Open a Bank Account for the Estate
The attorney will likely advise you to open a bank account for the estate. While Louisiana is different, in most states there is an initial round of paperwork followed by several months of probate--a waiting period during which creditors can make their claim. After the initial round of paperwork, you will be given a document to take the the bank to claim the money for the estate. That money cannot be distributed to the heirs at this point (unless it is a pay on death account) but can be used to pay the bills of the decedent or the expenses of the estate (like keeping the lights on in the house). This account is also where you deposit money owed to the decedent or the estate (like rent collected from tenants).
Manage the Affairs of the Decedent
You are now authorized to financially act as the decedent would. You can collect debts and you have to pay bills. You have a fiduciary duty to act in the best interest of the estate so as to maximize recovery for creditors and to provide as much as you can to the heirs. If the house needs to be sold, you have to hire the real estate agent or otherwise arrange for it to be sold. If one of the heirs wants it and it was not specifically willed to that person, you need to figure out how to make the other heirs whole, whether is by that person paying the estate for other shares or by that person taking less of the pot--or whatever other way the heirs agree.
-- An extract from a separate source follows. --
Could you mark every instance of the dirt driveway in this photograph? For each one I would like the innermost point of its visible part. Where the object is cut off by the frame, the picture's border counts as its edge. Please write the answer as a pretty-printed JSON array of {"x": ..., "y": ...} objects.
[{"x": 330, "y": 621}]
Communicate with the Heirs Early and Often
Hopefully, you will be in a position shortly after the funeral to get a basic handle on the decedant's financial state. You may not know it down to the penny, but you should be able to say "Dad had money in the bank, but the medical bills are really high and they just keep coming" or "Mom had a reverse mortgage on the house and almost no money in the bank" or "It looks like we are each going to get about $$. Send everyone an email every month or two about the status of things; how much money did you spend, how long will it be etc.
Talk to the Heirs About the "Stuff"
|While scanners mean that we don't have to fight |
over old family photos anymore
there may be something that everyone wants.
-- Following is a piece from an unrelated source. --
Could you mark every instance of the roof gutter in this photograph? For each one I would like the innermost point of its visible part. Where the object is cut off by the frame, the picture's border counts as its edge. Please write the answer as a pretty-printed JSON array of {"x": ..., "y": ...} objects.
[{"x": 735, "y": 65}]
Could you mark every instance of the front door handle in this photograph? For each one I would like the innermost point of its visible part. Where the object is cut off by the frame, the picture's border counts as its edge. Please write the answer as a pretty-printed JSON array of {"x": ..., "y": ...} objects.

Follow the Lawyer's Instructions
Hopefully you picked a lawyer who has done this before and can tell you what to do to gather the assets. On the other hand, you can ask the attorney to do it for you. It all comes down to the amount of trouble involved, and how much you want to pay the lawyer vs how much you'd rather do yourself.
Complete the Final Tax Return
You can do this yourself, or use money from the estate to hire someone to do it for you.
Distribute the Assets
Hopefully this is no harder than writing a check. The reality is, when heirs fight over an estate, the only winners are the lawyers.
Have you ever served as an executor/executrix? Do you have any advice for those who may get this job in the future?